Risqué Management: The Murder of Edouard Stern
A Thousand Enemies
Edouard had accumulated a large number of enemies and detractors--both disgruntled employees and professional rivals during his life. He attended but did not graduate from the l'École Supérieure des Sciences Economiques et Commerciales (ESSEC), one of France's Grande Ecoles-- "Great Schools" which the vast majority of France's elite politicians and business leaders attend for university training. Dropping out of ESSEC in 1976 because of financial difficulties at Banque Stern, the cornerstone of the family fortune, Edouard, with the aid of his uncles and grandfather, took control of the bank from his father, whom he would ultimately fire. Edouard and his father would not speak to each other for 15 years, until a partial reconciliation at his father's deathbed.

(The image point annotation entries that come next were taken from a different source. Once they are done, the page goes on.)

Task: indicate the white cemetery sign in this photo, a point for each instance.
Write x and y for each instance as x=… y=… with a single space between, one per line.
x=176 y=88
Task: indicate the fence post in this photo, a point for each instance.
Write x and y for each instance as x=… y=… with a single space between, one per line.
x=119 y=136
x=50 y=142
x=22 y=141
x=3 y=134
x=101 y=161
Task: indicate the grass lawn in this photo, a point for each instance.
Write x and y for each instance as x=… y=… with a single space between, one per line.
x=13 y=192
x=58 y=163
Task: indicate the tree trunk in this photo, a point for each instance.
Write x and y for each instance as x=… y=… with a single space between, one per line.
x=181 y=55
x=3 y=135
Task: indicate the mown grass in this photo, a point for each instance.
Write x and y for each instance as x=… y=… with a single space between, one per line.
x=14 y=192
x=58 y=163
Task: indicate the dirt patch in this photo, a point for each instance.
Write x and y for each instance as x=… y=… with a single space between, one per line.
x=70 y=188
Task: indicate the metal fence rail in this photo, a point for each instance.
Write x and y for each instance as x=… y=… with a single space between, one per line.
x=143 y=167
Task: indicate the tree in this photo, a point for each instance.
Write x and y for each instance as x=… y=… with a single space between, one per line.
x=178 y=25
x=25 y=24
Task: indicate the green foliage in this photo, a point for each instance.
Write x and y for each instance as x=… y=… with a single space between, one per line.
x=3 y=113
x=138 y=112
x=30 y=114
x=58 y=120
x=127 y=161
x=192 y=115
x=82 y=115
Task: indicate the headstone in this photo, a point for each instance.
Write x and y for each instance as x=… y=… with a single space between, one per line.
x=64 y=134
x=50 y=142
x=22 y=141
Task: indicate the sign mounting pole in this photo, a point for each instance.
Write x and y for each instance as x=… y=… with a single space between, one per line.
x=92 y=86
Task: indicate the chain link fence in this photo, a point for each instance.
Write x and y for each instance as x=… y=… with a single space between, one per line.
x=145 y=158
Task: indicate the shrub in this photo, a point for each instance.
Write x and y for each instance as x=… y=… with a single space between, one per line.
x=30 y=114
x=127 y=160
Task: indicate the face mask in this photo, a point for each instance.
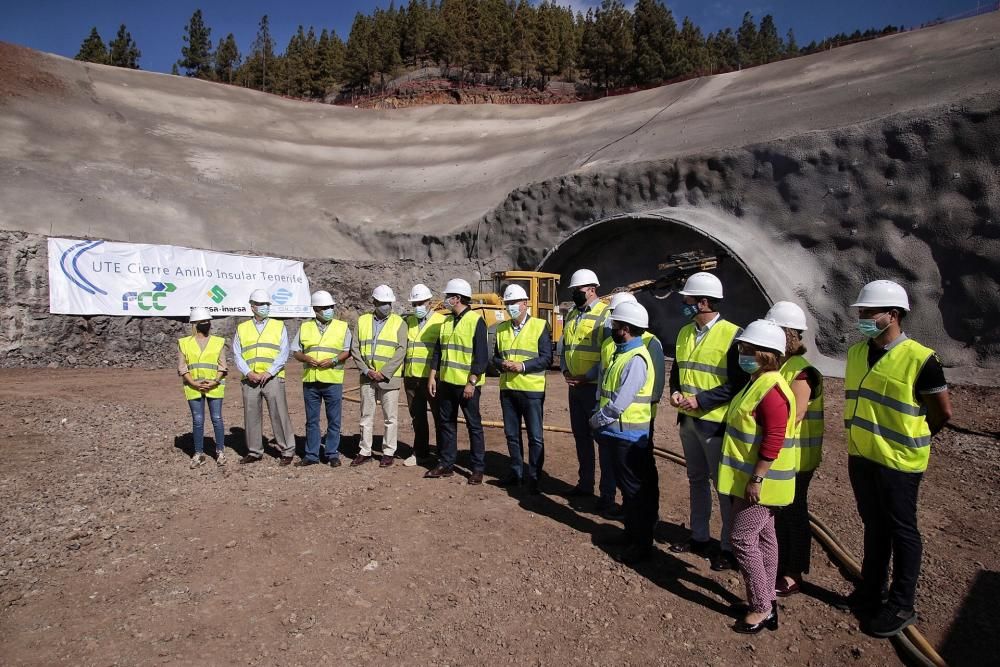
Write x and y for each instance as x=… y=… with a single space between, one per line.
x=748 y=363
x=869 y=328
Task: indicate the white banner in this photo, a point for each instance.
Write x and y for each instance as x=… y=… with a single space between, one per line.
x=133 y=279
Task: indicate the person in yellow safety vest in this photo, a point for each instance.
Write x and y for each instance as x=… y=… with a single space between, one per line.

During his tenure at Banque Stern, Edouard's management style of his subordinates was just as abrasive and aggressive as his high-charged investment strategies and hostile take-over schemes. Edouard reportedly would abruptly fire staffers on the spot, often more out of pique than for shoddy job performance. One trader in France was reportedly fired for refusing to work while on vacation, in a country where holidays are sacrosanct. Much of his frenetic work pace was reportedly devoted to petty in-fighting, seeking to get back at subordinates and colleagues who he thought had crossed him.
Marrying the daughter of Michel David-Weill, the Chairman of the historic international banking house of Lazard Frères in 1984, Edouard in 1992 became a senior executive at the globally renowned firm. Seen as the heir apparent to David-Weill, Edouard nonetheless left the firm abruptly in 1997, following a series of personality clashes between him, David-Weill and other executive board members. Edouard's abrasive personality and style were reportedly out of sync with the bank's more polished culture.
Leaving Lazard, Edouard in 1998 started International Real Returns (IRR), a private equity fund which invested in a range of ventures, from restaurants to major stock holdings in multinational companies. One such investment involved a scheme which reportedly linked Stern to eastern European executives with ties to the Russian mafia.
In 2003, IRR took a huge financial hit after losing most of the close to $90 million it had invested in the French chemical company Rhodia. When Rhodia's stock tanked, Edouard sued, claiming Rhodia executives had misled investors about the company's true value and had misstated its financial earnings. Stern, along with fellow investor Hughes de Lasteyrie du Saillant (who died in 2007 of a heart attack) also met with then Manhattan District Attorney Robert Morgenthau about Rhodia, which was was traded on the New York Stock Exchange as well as the French Bourse.
Stern's lawsuit was an uphill battle, though. France's economic and political leadership have been closely intertwined for decades under an economic policy called dirigisme, in which technocratic elites from government, finance and industry, all products of the Grande Ecoles, move professionally with ease between the public and private sectors and confer closely to optimize economic conditions. The head of Rodia's audit committee Thierry Breton, for instance, became France's finance minister in 2005 shortly after leaving Rhodia.
Edouard reportedly had expressed concerns about his safety due to his involvement with the lawsuit against Rhodia. After Edouard's death, de Lasteyrie du Saillant disappeared and did not emerge again until after learning about the true circumstances surrounding Edouard's murder. IRR's losses investing in Rhodia were also of concern to Lazard, which had invested in IRR as part of Stern's negotiated departure from the firm.